SHI-Labs / Neighborhood-Attention-Transformer

Neighborhood Attention Transformer, arxiv 2022 / CVPR 2023. Dilated Neighborhood Attention Transformer, arxiv 2022

Geek Repo:Geek Repo

Github PK Tool:Github PK Tool

NAT Tiny performance on ImageNet 1k

jamesben6688 opened this issue · comments

commented

Hi Ali,

Thank you for sharing your impressive work.

I ran the NAT Tiny model on ImageNet 1K for 310 epochs, but I could only achieve a Top-1 accuracy of 82.45%. I used 4 A100 GPUs and changed the batch size to 832.

May I know the specific configurations you used for training the model (hardware, other hyper-parameters), and how long it took to finish the training?

Hello and thank you for your interest,

I'd refer you to our classification training configs here. We trained on 8xA100s with a total batch size of 1024 (128 per GPU).

When we were working on the original NAT paper and trained NAT Tiny, we only had very early stages of our naive kernels at hand, so training took a few days. But if you install NATTEN right now on an A100 machine and train it with our config, it should take less than 24 hours with mixed precision.
If you build NATTEN from source on your machine, you'll be running our GEMM kernels, which should be even faster than the public version.

commented

I installed NATTEN with

pip3 install natten -f https://shi-labs.com/natten/wheels/{cu_version}/torch{torch_version}/index.html.

I tested the functions:

import natten

# Check if NATTEN was built with CUDA
print(natten.has_cuda())

# Check if NATTEN with CUDA was built with support for float16
print(natten.has_half())

# Check if NATTEN with CUDA was built with support for bfloat16
print(natten.has_bfloat())

# Check if NATTEN with CUDA was built with the new GEMM kernels
print(natten.has_gemm())

However, it shows Module natten' has no attribute 'has_cuda'/has_half/has_bfloat/has_gemm.

By the way, I found that a batch size of 128 cannot fully utilize the 80G memory of the A100, so I increased the batch size to 832. This took 8 minutes to train one epoch. Will this affect the performance? May I know why you set the batch size to 128 for each GPU?

This is because you installed a NATTEN release; to get the GEMM kernels, you need to build from source.

And re: batch size, there is absolutely nothing wrong with leaving memory free in your GPU. Just because the GPU has free memory doesn't mean it has enough compute to handle that. Without any specific reasons, increasing your batch size to fill up your GPU memory is generally not a good idea.

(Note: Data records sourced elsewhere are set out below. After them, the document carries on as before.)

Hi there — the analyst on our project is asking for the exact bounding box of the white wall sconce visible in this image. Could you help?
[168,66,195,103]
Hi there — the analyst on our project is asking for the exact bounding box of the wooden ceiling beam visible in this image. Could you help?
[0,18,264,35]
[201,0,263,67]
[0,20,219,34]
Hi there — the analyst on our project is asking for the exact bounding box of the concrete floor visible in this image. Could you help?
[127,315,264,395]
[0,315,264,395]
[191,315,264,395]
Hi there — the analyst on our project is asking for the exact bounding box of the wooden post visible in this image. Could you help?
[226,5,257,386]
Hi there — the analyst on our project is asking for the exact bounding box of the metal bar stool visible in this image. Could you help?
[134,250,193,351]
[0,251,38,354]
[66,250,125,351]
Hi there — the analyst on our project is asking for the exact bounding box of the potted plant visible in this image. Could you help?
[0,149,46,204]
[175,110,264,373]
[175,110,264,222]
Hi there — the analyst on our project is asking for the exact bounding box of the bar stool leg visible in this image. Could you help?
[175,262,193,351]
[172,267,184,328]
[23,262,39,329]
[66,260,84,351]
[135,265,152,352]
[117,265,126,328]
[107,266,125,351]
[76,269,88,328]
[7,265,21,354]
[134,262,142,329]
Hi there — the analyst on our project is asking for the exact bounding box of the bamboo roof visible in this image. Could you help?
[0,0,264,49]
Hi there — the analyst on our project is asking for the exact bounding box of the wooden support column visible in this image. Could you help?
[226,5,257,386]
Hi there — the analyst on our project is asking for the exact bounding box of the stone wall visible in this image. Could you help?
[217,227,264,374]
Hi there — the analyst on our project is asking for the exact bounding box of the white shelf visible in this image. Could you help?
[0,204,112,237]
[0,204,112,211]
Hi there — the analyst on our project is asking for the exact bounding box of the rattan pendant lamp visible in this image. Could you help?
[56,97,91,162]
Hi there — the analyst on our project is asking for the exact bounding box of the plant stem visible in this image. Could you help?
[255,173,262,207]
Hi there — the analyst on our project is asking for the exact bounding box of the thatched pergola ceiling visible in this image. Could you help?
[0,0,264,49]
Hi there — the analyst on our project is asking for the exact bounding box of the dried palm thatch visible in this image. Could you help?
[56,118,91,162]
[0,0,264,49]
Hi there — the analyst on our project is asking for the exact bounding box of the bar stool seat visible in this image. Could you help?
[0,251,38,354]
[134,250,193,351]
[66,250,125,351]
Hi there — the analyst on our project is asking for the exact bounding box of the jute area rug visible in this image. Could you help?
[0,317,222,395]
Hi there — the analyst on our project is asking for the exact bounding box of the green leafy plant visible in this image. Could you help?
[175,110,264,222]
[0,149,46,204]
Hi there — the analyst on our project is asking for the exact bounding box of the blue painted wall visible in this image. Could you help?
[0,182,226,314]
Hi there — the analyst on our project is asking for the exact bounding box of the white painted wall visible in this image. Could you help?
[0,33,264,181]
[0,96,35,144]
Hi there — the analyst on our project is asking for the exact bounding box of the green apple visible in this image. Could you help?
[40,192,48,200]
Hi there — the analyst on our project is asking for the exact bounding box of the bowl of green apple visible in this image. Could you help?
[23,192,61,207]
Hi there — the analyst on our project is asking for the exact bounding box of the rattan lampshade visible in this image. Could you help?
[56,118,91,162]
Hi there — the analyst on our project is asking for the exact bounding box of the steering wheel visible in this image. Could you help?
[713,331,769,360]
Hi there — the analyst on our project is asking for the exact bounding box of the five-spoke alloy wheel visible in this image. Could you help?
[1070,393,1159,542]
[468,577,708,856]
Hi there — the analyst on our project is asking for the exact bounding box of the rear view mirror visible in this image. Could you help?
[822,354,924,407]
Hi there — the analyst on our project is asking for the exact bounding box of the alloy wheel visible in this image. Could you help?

And given that batch statistics heavily impact training, if you're looking to reproduce a number, you should follow the exact settings.
Batch size 1024 is very common for similar models (architecture and size) trained on ImageNet-1K from scratch.

commented

Thank you so much for your response.

Does this mean I need to change the batch size from 128 to 256 for 4 GPUs?

Will install NATTEN from source and try it.

Yes that's correct, 256 on 4 GPUs is still 1024 total. Although we don't use batch norm anywhere, it still might converge to a slightly different accuracy with that change, but it should be minimal.

commented

Ok. Thank you so much.

Closing this due to inactivity.